Polityczna wojna o stolicę z Powstaniem Warszawskim w tle
PO wyciąga sejmowe głosowania sprzed dwóch lat, by pokazać, że Patryk Jaki nie chciał budowy Domu Powstańca. PiS odkopuje archiwalny film z kampanii Rafała Trzaskowskiego, który rzekomo szkaluje pamięć o polskich bohaterach. Na dzień przed rocznicą Powstania Warszawskiego emocje sięgają zenitu, a poziom dyskusji - poziomu bruku.
Wtorek rano, dzień przed obchodami rocznicy wybuchu Powstania Warszawskiego. Dawid Wildstein z TVP publikuje na Twitterze 20-sekundowy spot z kampanii Rafała Trzaskowskiego z 2009 r. W klipie występuje znany aktor Michał Żebrowski, przyjaciel polityka PO. Stoi przy ścianie, w ustach papieros, czarna opaska na oczach. "Za Rafała!" - krzyczy aktor. Odgłos strzału.
Ludzie Patryka Jakiego reagują błyskawicznie; wiadomo już, że archiwalny spot stanie się politycznym tematem dnia. "Jednak szok. Rafał Trzaskowski w kampanii nabijał się z rozstrzeliwania Polaków. Kontekst jest oczywisty. Wydaje mi się, że szczególnie w Warszawie, gdzie co kilkaset metrów mija się tablice o rozstrzeliwaniu, takie podejście to skandal. Nie rozumiem jak z tak wrażliwej, dla Warszawy świętej sprawy można się nabijać" - komentuje wiceszef komisji weryfikacyjnej Sebastian Kaleta. Cezary Wąsik, człowiek z zaplecza Jakiego, pisze: "Skandal! Przyzwoity człowiek nigdy nie zrobiłby czegoś takiego. Kompletna ignorancja. Przykre...". A Oskar Hejka z PiS dorzuca: "Jest gdzieś czerwona linia, której nie można przekroczyć. Dla pana Trzaskowskiego to jednak nie problem".

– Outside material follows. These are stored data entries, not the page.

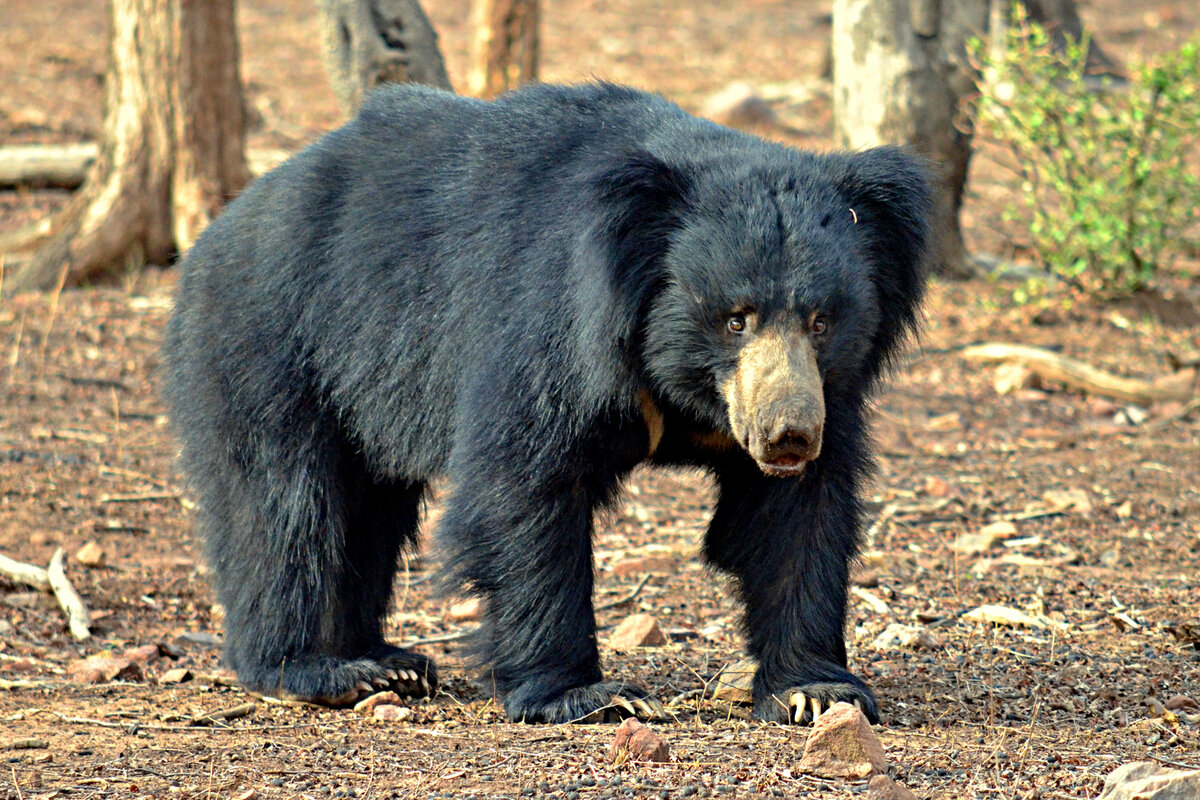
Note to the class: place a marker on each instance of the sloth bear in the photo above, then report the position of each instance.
(528, 298)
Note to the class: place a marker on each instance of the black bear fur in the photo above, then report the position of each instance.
(529, 298)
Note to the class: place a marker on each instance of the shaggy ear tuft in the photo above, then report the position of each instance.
(892, 196)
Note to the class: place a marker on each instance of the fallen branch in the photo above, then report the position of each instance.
(235, 713)
(1078, 374)
(78, 619)
(65, 166)
(25, 573)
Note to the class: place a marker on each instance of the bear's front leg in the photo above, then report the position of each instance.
(789, 542)
(523, 542)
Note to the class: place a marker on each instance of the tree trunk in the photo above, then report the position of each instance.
(503, 47)
(172, 148)
(371, 42)
(900, 72)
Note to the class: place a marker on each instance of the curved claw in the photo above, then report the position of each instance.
(340, 701)
(621, 704)
(797, 704)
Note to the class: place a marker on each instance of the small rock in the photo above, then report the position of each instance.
(945, 422)
(1002, 529)
(1151, 781)
(637, 631)
(393, 713)
(381, 698)
(178, 675)
(905, 637)
(102, 668)
(639, 743)
(881, 787)
(647, 565)
(144, 655)
(1102, 407)
(735, 684)
(973, 543)
(90, 554)
(738, 106)
(1132, 415)
(1068, 500)
(936, 487)
(1012, 617)
(1182, 703)
(843, 746)
(466, 611)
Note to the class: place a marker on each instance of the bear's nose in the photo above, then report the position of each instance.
(790, 440)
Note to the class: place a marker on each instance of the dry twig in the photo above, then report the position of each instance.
(78, 619)
(1084, 377)
(25, 573)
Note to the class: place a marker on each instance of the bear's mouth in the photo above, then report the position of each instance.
(787, 465)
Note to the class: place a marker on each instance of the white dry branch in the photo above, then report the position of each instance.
(25, 573)
(1074, 373)
(78, 619)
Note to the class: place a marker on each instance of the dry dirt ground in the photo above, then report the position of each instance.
(1103, 498)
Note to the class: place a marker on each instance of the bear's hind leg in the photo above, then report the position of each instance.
(384, 523)
(527, 549)
(304, 587)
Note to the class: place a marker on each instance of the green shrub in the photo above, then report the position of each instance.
(1109, 173)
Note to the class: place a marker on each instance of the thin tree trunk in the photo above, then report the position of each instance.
(900, 73)
(172, 149)
(371, 42)
(503, 47)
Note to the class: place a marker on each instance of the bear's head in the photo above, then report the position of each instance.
(773, 286)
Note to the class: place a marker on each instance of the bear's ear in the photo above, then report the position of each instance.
(643, 200)
(893, 200)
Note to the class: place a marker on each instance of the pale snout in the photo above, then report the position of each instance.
(777, 403)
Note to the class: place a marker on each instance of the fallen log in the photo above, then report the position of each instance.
(1077, 374)
(65, 166)
(27, 573)
(78, 619)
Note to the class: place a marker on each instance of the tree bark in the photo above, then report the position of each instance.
(172, 149)
(503, 46)
(371, 42)
(900, 72)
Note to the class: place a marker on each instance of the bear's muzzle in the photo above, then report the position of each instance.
(777, 401)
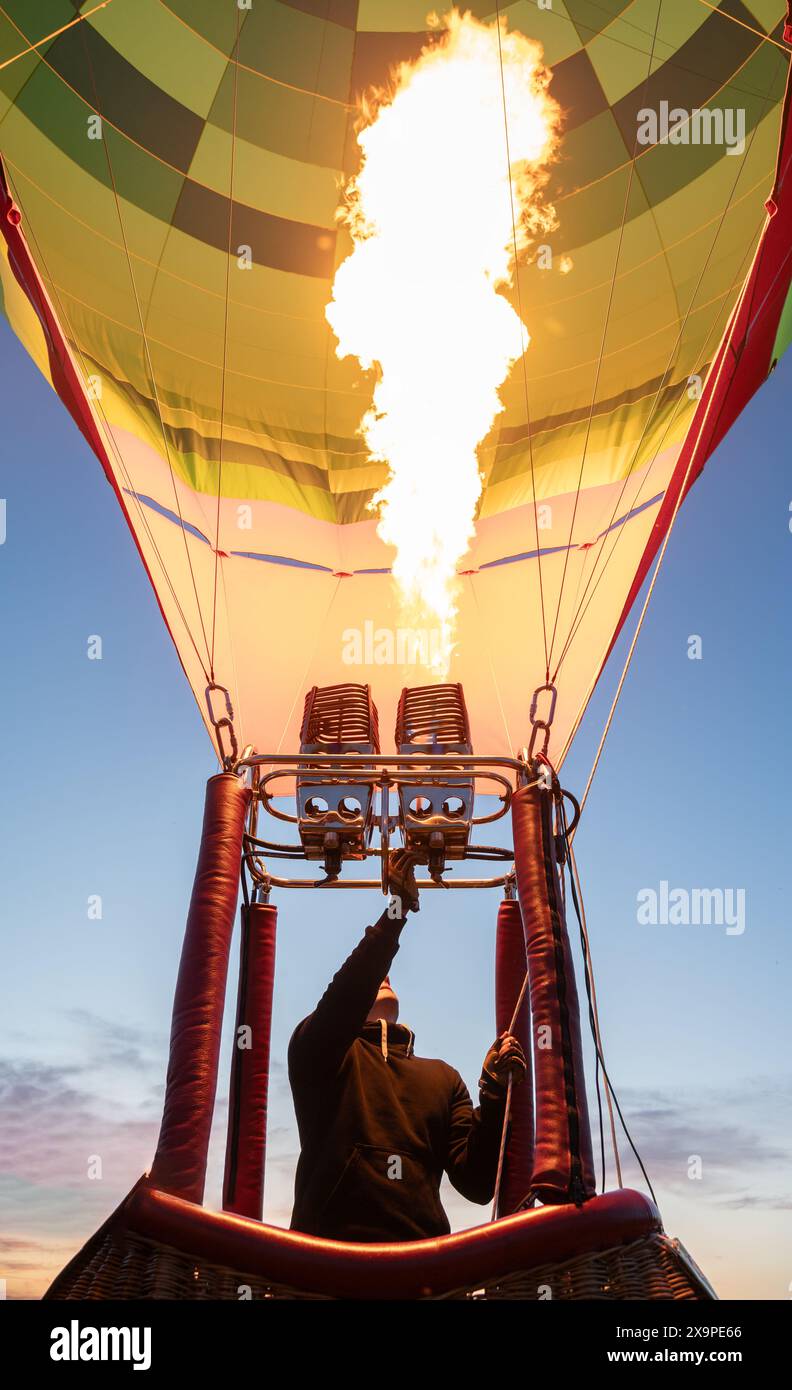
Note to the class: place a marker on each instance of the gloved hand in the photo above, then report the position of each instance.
(505, 1058)
(402, 880)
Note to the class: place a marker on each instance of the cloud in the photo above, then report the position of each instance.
(734, 1134)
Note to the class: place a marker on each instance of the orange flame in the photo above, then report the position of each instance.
(436, 214)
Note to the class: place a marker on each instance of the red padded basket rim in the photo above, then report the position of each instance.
(413, 1269)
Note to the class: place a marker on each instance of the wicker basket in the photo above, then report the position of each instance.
(124, 1265)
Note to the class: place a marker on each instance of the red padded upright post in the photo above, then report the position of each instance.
(510, 963)
(563, 1162)
(246, 1143)
(179, 1162)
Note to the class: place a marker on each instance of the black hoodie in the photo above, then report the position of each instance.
(378, 1126)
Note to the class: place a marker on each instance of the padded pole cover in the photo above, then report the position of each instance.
(510, 965)
(179, 1162)
(563, 1162)
(246, 1143)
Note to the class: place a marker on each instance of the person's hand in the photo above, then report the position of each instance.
(505, 1058)
(402, 880)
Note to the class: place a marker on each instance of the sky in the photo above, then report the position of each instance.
(103, 767)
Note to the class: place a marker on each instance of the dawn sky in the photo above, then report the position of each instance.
(103, 773)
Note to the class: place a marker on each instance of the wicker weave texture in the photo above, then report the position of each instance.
(128, 1266)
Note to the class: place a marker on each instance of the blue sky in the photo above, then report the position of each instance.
(103, 773)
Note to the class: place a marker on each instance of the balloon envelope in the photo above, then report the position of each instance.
(174, 175)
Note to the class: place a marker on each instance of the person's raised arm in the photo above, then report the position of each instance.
(320, 1041)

Spot będzie także tematem w wieczornych "Wiadomościach" TVP. Prowadzący głównego wydania Michał Adamczyk stwierdza: "Kpiny z Powstańców Warszawskich. Profanacja ich pamięci. Brak elementarnego szacunku. To po prostu obrzydliwe".
W sieci powstaje hashtag #TrzaskowskiPrzeproś.

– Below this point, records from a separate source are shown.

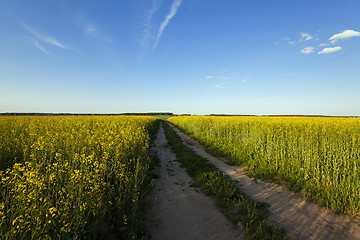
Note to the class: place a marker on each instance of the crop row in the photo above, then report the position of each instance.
(320, 156)
(72, 177)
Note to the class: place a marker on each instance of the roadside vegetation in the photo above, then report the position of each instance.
(319, 156)
(74, 177)
(233, 203)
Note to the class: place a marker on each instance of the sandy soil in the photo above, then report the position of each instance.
(301, 219)
(179, 211)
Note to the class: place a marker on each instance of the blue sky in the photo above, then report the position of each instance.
(182, 56)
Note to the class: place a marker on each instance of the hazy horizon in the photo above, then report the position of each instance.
(181, 56)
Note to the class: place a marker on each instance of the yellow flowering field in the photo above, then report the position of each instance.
(73, 177)
(318, 155)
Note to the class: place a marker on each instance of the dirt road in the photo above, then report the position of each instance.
(300, 219)
(179, 211)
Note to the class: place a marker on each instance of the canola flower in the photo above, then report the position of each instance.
(72, 177)
(320, 156)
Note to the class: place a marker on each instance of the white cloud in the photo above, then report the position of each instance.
(307, 50)
(173, 10)
(89, 29)
(37, 44)
(146, 33)
(305, 37)
(344, 35)
(330, 50)
(45, 38)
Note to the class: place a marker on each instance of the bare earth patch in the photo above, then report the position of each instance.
(300, 219)
(179, 211)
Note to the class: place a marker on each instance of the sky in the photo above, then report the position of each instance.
(257, 57)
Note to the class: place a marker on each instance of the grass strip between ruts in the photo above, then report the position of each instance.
(232, 202)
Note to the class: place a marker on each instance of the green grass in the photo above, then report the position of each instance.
(163, 117)
(233, 203)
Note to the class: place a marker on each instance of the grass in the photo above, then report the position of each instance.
(233, 203)
(74, 177)
(318, 156)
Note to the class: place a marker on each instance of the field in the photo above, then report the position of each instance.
(73, 177)
(319, 156)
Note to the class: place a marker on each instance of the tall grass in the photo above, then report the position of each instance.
(72, 177)
(318, 155)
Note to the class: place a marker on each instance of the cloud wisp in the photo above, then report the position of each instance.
(344, 35)
(146, 33)
(173, 10)
(307, 50)
(45, 38)
(89, 29)
(305, 37)
(41, 48)
(330, 50)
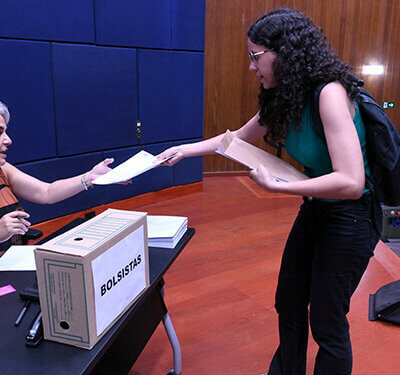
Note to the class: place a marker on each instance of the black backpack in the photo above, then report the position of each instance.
(382, 145)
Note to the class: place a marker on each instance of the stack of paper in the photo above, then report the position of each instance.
(134, 166)
(166, 231)
(18, 258)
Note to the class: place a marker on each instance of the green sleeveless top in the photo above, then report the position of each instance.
(307, 147)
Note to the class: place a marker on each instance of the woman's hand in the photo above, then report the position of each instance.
(262, 176)
(13, 223)
(173, 154)
(100, 169)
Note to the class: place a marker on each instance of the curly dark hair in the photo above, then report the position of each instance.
(304, 59)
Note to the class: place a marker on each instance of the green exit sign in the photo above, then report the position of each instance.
(388, 105)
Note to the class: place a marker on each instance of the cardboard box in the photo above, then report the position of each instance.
(89, 276)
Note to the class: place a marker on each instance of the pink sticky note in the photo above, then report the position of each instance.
(6, 289)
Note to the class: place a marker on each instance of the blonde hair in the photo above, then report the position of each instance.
(4, 112)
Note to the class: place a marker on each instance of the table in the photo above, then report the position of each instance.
(114, 354)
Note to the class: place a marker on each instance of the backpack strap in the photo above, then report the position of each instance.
(314, 102)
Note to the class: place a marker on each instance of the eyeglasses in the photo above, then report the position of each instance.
(254, 56)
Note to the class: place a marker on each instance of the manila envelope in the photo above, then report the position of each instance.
(238, 150)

Żebrowski komentuje: chodziło o Kordiana
- To jest manipulacja - mówi nam człowiek z otoczenia Rafała Trzaskowskiego.
Wysyłamy mu stary spot kandydata PO tuż po tym, jak zamieszczono go na Twitterze. - Jak można z niego takie wnioski wyciągnąć? Albo inaczej: jak można udawać, że chodzi o powstanie, o lekceważenie polskich bohaterów? Absurd, nikt rozsądny tej kłamliwej narracji się nie podda - mówi nam polityk PO.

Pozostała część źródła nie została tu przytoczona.